Наместник вздохнул в знак сочувствия старому хорунжему. Барабаш же, громко всхрапнув, пробормотал сквозь сон:
– С п а с и Х р и с т е! С п а с и Х р и с т е!
– Когда же ты, сударь, собираешься из Чигирина отбыть? – спросил хорунжий.
– Мне бы следовало дня два Чаплинского подождать. Он, верно, за понесенную конфузию удовлетворение получить захочет.
– Это уж нет. Скорее он людей своих, не ходи ты в княжеской форме, на тебя наслал бы, но с князем задираться даже для слуги Конецпольских – дело рискованное.
– Я его извещу, что жду, а дня через два-три двинусь. Засады я не боюсь, при себе – саблю, а с собою людей имея.

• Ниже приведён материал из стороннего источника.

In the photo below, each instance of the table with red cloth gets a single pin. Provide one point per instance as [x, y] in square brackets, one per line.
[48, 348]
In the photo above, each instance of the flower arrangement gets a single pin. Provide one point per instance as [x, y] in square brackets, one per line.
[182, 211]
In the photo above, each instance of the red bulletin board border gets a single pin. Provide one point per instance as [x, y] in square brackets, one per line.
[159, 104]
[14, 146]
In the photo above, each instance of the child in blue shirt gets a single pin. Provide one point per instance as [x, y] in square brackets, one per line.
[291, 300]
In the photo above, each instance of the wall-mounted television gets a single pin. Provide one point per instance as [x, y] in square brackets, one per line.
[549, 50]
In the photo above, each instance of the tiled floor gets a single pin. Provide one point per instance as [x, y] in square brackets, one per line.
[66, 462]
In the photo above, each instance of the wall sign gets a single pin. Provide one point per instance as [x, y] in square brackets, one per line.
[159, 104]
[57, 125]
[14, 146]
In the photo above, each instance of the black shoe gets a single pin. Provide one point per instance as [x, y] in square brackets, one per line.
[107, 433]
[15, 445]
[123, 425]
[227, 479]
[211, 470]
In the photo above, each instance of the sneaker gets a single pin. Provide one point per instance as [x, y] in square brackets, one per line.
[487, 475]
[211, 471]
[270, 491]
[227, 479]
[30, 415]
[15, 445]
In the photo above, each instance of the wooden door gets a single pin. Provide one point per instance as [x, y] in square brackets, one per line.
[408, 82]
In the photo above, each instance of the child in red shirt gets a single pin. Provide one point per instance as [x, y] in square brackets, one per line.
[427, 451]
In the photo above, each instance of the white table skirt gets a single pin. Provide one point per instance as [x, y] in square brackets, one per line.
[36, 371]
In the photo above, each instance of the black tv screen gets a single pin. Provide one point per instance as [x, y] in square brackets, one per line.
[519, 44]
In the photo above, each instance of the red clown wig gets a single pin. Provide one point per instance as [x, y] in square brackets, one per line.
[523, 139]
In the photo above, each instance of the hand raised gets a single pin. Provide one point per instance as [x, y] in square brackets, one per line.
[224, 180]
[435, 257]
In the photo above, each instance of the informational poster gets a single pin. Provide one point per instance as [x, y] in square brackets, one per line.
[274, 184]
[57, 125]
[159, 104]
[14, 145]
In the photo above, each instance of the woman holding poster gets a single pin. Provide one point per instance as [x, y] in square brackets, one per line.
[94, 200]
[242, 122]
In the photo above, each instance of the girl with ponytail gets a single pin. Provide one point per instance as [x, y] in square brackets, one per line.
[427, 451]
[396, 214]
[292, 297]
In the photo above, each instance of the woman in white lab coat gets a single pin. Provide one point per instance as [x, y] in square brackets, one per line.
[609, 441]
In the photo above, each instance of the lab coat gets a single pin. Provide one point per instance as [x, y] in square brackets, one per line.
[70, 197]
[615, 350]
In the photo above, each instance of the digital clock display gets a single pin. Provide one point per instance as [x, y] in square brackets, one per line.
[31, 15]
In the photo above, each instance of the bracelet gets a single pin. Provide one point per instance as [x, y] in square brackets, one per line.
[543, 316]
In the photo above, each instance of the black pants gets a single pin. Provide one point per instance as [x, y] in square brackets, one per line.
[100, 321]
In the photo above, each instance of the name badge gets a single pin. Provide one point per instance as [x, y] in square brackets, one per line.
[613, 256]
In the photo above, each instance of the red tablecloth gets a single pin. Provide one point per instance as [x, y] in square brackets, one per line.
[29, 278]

Сказав это, наместник простился со старым хорунжим и ушел.
Над городом от костров, разложенных на майдане, стояло такое ясное зарево, что можно было подумать – целый Чигирин горит; гомон же и крики с наступлением ночи еще более усилились. Евреи, те из своих жилищ даже высунуться не смели. В одном конце площади толпы чабанов завывали степные тоскливые песни. Дикие запорожцы плясали у костров, подкидывая вверх шапки, паля из пищалей и четвертями поглощая горелку. То там, то тут затевались потасовки, усмиряемые людьми подстаросты. Наместник вынужден был расчищать дорогу рукоятью сабли, а несмолкаемые казацкие вопли и гам в какое-то мгновенье показались ему уже голосом бунта. Казалось ему также, что видит он грозные взгляды и слышит тихую, обращенную к нему брань. В ушах наместника еще звучали слова Барабаша: «С п а с и Х р и ст е! С п а с и Х р и с т е!», и сердце в груди стучало сильней.
В городе между тем чабанские хоры заходились все громче, а запорожцы стреляли из самопалов и наливались горелкой.
Пальба и дикое «ух-ха! ух-ха!» доносились до наместниковых ушей даже и тогда, когда на своей квартире он расположился уже спать.